SBU said on its website that the OSCE group, believed to number 13 people, was being held in "inhuman" conditions in the separatist-held city of Slovyansk.

The OSCE said several officials from the organization were going to Slovyansk to negotiate the release of the military observer group.

It added that the separatists plan to use the group, which they have claimed are "NATO spies," as a "human shield."

Denis Pushilin, the self-declared leader of separatists in the city of Donetsk, said on April 26 that the OSCE observers "will be exchanged for our own prisoners [held by Ukrainian security officials]."

Pushilin said such a swap was the only way the prisoners would be freed.

Pushilin spoke in front of the occupied SBU security services building in Slovyansk, where the OSCE team was being held after they were seized on April 25.

It is thought that the group includes four Germans -- three of whom are from the military -- and five Ukrainian soldiers.

There were also four military observers from Denmark, Poland, Sweden, and the Czech Republic traveling as part of the OSCE team.
 
RFE/RL live blog on the Ukraine crisis

The OSCE on Twitter described the seized group as a military verification team sent to the region "following invitation from Ukraine under terms of the Vienna Document of 2011 on military transparency."

Ukraine's Interior Ministry says negotiations were taking place on April 26 for the release of the group.

Slovyansk separatist leader Vyacheslav Ponomaryov told Russian TV news crews that the members of the OSCE mission were considered "intelligence officers of NATO country members."

He said the separatists do not believe that an OSCE mission should include "military personnel entering our territory."

"I got reports that there was somebody there from the military headquarters," Ponomaryov said. "It already doesn't look good. People who come here as observers from Europe bring a real spy with them, it doesn't look good at all.
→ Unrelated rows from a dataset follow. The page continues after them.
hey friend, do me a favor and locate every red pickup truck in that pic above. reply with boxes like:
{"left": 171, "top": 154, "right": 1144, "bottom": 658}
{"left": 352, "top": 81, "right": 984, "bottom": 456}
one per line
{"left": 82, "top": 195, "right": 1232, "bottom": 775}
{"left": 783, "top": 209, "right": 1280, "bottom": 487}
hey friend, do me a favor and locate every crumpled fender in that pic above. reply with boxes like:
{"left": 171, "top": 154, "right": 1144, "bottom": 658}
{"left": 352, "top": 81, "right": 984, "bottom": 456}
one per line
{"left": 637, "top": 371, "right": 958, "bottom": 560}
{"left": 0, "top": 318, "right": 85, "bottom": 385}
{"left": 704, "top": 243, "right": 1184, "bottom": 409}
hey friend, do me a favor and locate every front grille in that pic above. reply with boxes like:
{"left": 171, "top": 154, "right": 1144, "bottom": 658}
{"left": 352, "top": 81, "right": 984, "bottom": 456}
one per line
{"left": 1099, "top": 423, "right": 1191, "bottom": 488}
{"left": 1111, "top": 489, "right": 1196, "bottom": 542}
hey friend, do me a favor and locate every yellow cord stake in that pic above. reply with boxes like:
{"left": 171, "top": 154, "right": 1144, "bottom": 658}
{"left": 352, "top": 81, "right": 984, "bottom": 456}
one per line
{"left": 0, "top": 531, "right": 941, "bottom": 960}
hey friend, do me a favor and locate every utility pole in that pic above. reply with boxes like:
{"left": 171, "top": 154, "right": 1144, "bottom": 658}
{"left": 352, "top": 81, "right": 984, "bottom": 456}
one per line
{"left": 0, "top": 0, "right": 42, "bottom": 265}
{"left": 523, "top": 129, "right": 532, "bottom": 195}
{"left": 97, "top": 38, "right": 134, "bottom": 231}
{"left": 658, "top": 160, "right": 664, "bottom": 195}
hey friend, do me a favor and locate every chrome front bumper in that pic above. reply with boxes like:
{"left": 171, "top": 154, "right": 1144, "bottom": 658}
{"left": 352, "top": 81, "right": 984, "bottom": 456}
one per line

This is an example of the policy of double-standards."

The Ukrainian government has asked Moscow to use its influence with the "terrorists" to secure the release of the abductees, according to RFE/RL's Ukrainian Service.

Andrei Kelin, Russia's envoy to the OSCE, said on April 26 that Moscow will "undertake all possible steps" to free the detained group. 

The U.S. State Department called for the immediate release of the OSCE team, with spokeswoman Jen Psaki saying that "there is a strong connection between Russia and these separatists."

In Germany, Foreign Minister Frank-Walter Steinmeier said he had spoken via phone with Russian Foreign Minister Sergei Lavrov about ways to stabilize the situation in Ukraine.

The Russian Foreign Ministry said it was working to resolve the issue of the OSCE captives in Slovyansk but added that Ukraine should have "cleared" the group's presence in eastern Ukraine to ensure its security.

Ukrainian Prime Minister Yulia Tymoshenko said in Kyiv on April 26 that "Ukraine must be strong and must repel the invader, so that he will never have such plans and intentions again." 

Slovyansk is one of about 10 towns and cities in eastern Ukraine where pro-Russian separatists have taken over government buildings and police stations.